In Vitro Uptake Data Analysis.
The CLint,uptake and intrinsic passive uptake clearance (CLint,passive) were obtained from the initial uptake rates at 37°C or 4°C, respectively. The initial uptake rates were estimated from the slopes of linear uptake phase using linear regression analysis. The intrinsic uptake clearance values were calculated by dividing the initial uptake velocity by the nominal substrate concentration. The intrinsic active uptake clearance (CLint,active) was calculated by subtracting the CLint,passive from CLint,uptake. The unbound intrinsic uptake clearance [unbound intrinsic active clearance (CLu,int,active) and unbound intrinsic passive clearance (CLu,int,passive)] was calculated by dividing intrinsic clearance by the measured unbound fraction in buffer containing 10% serum or 100% for study in serum free buffer.
The in vitro intrinsic CL values were expressed as microliters per minute per million cells. The scaled in vivo intrinsic clearances were calculated by multiplying hepatocellularity (125 million cells/g liver in human and 122 million cells/g liver in cynomolgus monkey) and liver weight of 25.5 and 19.7 g liver/kg body weight in human and cynomolgus monkey, respectively. The numbers of hepatocellularity and liver weight were adapted from SimCYP (version 17; Certara Ltd.).
In Vivo Pharmacokinetic Study of Pitavastatin in Cynomolgus Monkey.
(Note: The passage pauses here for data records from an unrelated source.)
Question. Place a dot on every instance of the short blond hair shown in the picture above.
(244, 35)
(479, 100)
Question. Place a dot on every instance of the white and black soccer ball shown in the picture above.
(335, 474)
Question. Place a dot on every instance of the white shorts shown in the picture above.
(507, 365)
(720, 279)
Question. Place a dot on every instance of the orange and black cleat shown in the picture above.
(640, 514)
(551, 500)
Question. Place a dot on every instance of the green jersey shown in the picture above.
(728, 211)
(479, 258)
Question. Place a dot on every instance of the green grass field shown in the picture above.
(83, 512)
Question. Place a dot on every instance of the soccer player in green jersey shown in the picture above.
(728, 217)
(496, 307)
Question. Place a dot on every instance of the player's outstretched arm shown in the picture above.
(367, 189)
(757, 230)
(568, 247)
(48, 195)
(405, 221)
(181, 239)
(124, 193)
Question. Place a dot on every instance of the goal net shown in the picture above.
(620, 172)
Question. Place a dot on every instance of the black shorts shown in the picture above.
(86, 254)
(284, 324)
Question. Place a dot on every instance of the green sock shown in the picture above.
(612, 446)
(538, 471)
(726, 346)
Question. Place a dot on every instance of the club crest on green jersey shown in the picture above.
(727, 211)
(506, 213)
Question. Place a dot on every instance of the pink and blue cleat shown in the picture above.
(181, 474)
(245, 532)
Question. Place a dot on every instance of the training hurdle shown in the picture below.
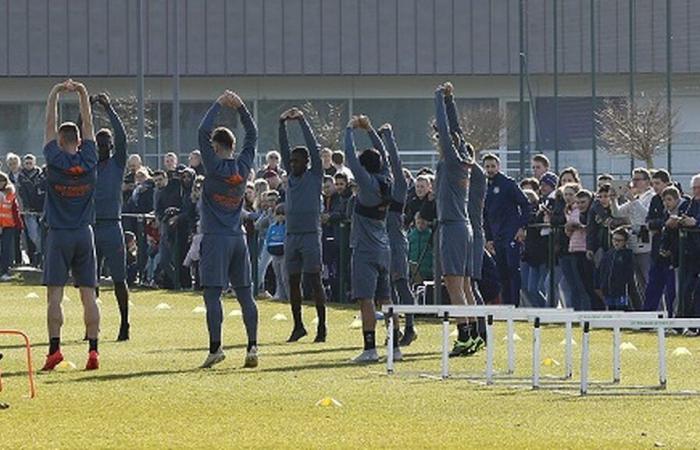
(507, 313)
(631, 323)
(568, 318)
(30, 370)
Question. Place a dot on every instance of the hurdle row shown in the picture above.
(616, 320)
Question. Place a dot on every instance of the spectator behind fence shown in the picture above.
(338, 159)
(31, 189)
(534, 257)
(272, 163)
(274, 242)
(327, 162)
(661, 278)
(635, 210)
(616, 273)
(195, 162)
(420, 250)
(10, 225)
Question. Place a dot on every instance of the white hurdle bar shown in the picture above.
(491, 312)
(568, 319)
(631, 323)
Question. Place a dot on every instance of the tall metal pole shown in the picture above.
(176, 82)
(632, 36)
(140, 82)
(669, 159)
(594, 95)
(522, 87)
(555, 41)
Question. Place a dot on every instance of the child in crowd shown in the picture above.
(420, 251)
(616, 272)
(274, 242)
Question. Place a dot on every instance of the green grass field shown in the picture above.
(149, 393)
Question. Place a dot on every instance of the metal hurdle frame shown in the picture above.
(30, 369)
(568, 319)
(507, 313)
(631, 323)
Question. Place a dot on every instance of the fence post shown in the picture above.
(551, 265)
(343, 266)
(254, 261)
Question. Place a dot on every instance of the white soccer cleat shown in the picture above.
(213, 359)
(366, 357)
(251, 358)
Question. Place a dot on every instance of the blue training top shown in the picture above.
(70, 179)
(110, 172)
(225, 181)
(368, 234)
(303, 198)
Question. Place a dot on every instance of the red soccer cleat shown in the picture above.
(93, 361)
(52, 361)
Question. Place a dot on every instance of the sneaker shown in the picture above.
(386, 339)
(123, 333)
(479, 343)
(93, 361)
(462, 348)
(366, 357)
(320, 335)
(213, 359)
(251, 358)
(52, 361)
(409, 335)
(297, 333)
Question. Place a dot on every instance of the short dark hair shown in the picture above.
(69, 132)
(301, 150)
(371, 160)
(622, 231)
(642, 171)
(531, 182)
(671, 191)
(663, 175)
(103, 138)
(541, 159)
(491, 156)
(223, 136)
(338, 157)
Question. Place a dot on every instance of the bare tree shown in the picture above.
(329, 127)
(638, 131)
(128, 110)
(482, 127)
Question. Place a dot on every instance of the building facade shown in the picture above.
(379, 57)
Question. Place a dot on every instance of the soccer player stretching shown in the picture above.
(70, 212)
(224, 251)
(371, 253)
(302, 245)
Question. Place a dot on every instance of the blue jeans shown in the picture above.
(662, 281)
(579, 299)
(533, 278)
(7, 249)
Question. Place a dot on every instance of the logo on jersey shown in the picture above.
(234, 180)
(75, 170)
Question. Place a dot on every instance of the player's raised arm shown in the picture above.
(87, 130)
(50, 131)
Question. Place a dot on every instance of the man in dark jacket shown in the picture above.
(31, 186)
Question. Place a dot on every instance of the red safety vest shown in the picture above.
(8, 213)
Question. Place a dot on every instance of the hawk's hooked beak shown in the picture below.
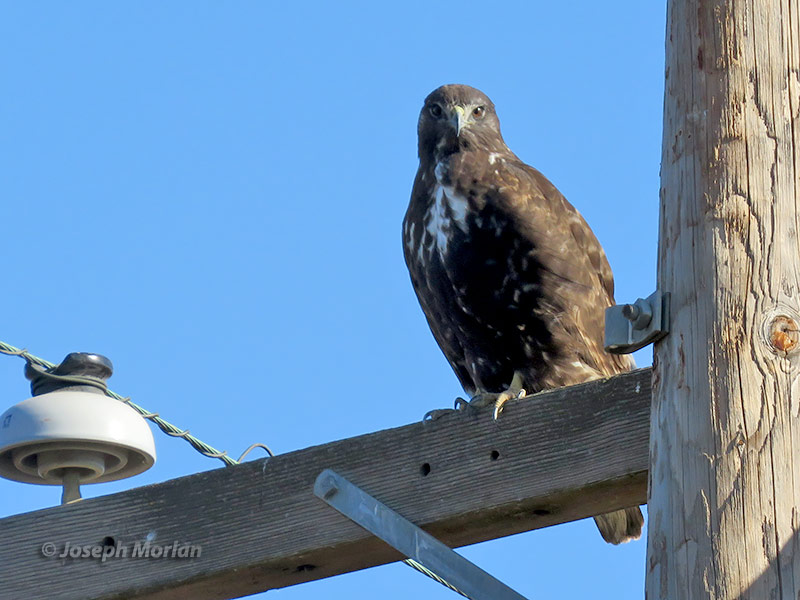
(458, 119)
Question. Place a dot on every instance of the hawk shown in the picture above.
(511, 279)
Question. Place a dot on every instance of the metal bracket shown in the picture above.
(462, 575)
(633, 326)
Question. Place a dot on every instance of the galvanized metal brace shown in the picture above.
(630, 327)
(407, 538)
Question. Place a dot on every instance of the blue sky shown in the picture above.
(210, 194)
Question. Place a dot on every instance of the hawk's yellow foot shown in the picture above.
(498, 399)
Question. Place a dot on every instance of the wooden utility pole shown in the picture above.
(724, 507)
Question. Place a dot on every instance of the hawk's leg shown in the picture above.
(482, 400)
(498, 399)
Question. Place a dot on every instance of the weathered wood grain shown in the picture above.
(551, 458)
(725, 485)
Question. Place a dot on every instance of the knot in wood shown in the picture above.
(784, 334)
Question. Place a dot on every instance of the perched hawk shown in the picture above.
(512, 280)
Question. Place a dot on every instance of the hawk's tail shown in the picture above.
(621, 525)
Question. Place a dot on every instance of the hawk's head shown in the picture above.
(458, 117)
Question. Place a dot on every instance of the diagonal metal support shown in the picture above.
(403, 535)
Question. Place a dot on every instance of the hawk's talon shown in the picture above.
(461, 404)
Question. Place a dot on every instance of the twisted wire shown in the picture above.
(199, 445)
(163, 425)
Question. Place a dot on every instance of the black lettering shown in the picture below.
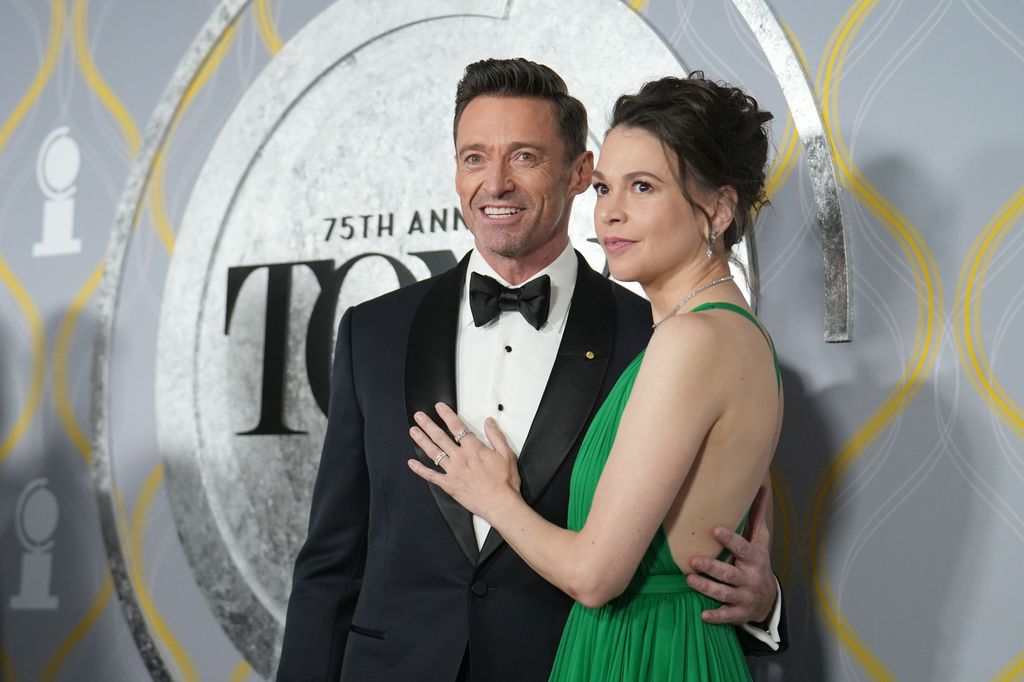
(438, 220)
(436, 261)
(279, 289)
(347, 225)
(321, 328)
(417, 224)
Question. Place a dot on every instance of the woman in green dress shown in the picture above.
(686, 436)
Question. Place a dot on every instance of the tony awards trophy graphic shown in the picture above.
(331, 183)
(36, 519)
(56, 169)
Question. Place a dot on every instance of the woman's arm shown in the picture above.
(675, 401)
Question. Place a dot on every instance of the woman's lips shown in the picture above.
(615, 244)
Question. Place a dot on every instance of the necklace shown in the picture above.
(693, 293)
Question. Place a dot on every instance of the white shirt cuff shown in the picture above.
(770, 636)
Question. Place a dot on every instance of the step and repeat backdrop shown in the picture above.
(192, 194)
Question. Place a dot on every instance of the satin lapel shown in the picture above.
(572, 387)
(430, 378)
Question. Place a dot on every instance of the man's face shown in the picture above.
(512, 177)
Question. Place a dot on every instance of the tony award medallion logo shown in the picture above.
(332, 182)
(35, 521)
(56, 170)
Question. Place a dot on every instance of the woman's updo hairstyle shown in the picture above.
(717, 132)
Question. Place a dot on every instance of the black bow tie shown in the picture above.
(487, 298)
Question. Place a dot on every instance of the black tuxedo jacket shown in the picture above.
(389, 584)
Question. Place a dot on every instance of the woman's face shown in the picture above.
(647, 227)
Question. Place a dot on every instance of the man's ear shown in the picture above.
(725, 208)
(582, 172)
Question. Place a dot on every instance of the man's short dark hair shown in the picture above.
(522, 78)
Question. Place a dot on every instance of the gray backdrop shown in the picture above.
(899, 477)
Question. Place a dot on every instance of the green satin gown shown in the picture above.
(653, 631)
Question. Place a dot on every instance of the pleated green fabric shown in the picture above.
(653, 631)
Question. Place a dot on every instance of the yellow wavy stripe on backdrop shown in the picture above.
(267, 29)
(36, 333)
(970, 341)
(137, 570)
(1014, 671)
(6, 667)
(241, 672)
(158, 203)
(132, 140)
(69, 643)
(923, 356)
(787, 150)
(129, 131)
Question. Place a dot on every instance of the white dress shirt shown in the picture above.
(502, 370)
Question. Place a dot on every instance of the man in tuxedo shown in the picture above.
(396, 581)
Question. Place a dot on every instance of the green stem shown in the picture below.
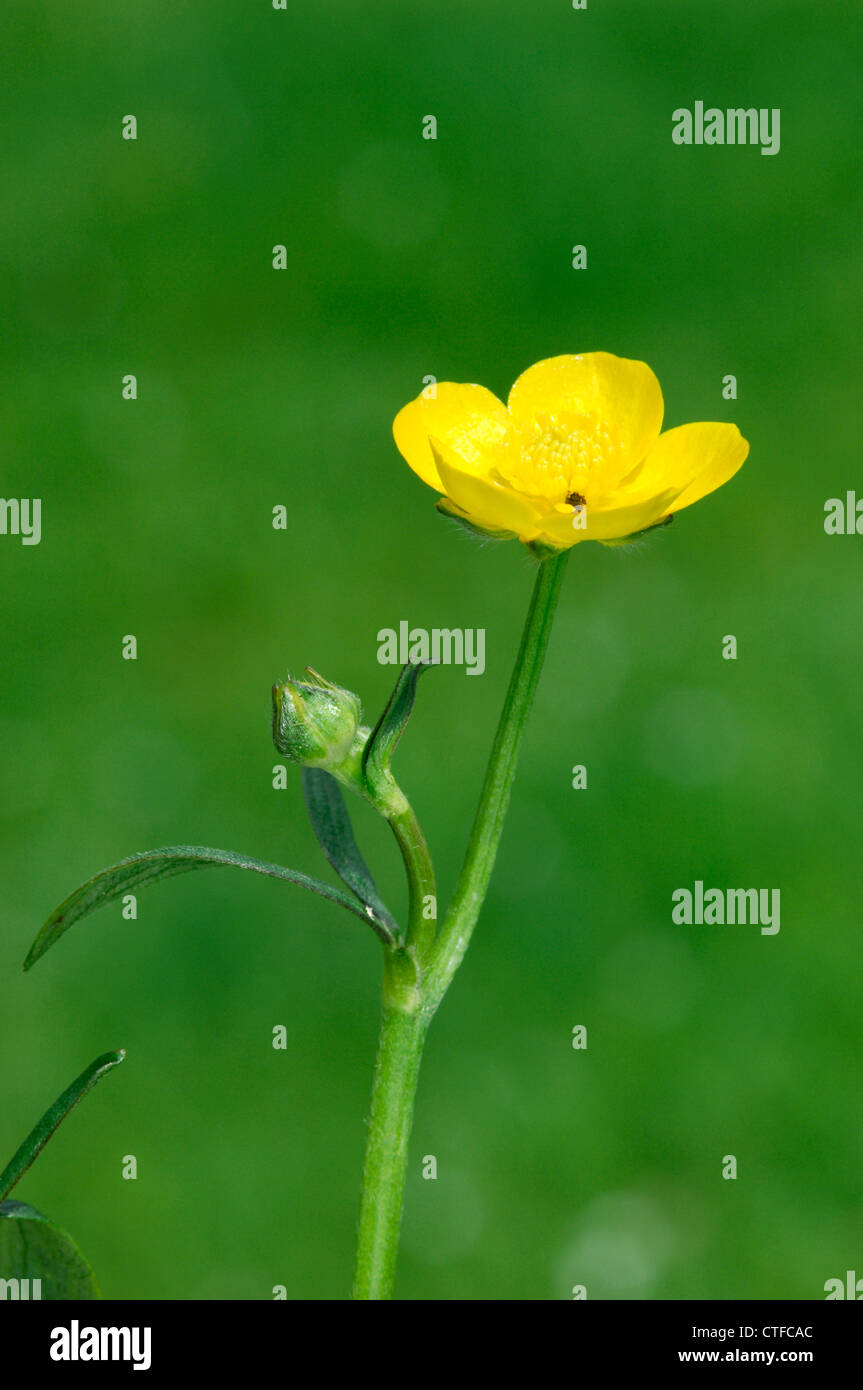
(392, 1105)
(488, 822)
(42, 1132)
(410, 993)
PK studies were performed in cynomolgus monkeys to understand IVIVE of in vitro hepatic uptake parameters. The PK studies were performed in WuXi AppTec (Suzhou, China). All procedures were approved by an Institutional Animal Care and Use Committee. In brief, each cynomolgus monkey (n = 4 male, 3–5 kg) was dosed at 0.5 mg/kg in 5% DMSO/95% saline solution. Individual doses were calculated based on body weights recorded on the day of dose administration. The intravenous dose was administered as an approximately 30-minute infusion using a calibrated Harvard Apparatus PHD 2000 infusion pump via cephalic vein. Serial blood samples were collected via the femoral vein before dosing and at predefined time points. Blood samples were maintained on ice prior to centrifugation to obtain plasma (K2EDTA). Centrifugation began within 1 hour of collection. Plasma samples (approximately 500 μl) were placed into a 96-well tube containing 4 μl of formic acid (the final concentration of formic acid in plasma was approximately 2%), and samples were vortex mixed. The plasma samples were analyzed using LC-MS/MS.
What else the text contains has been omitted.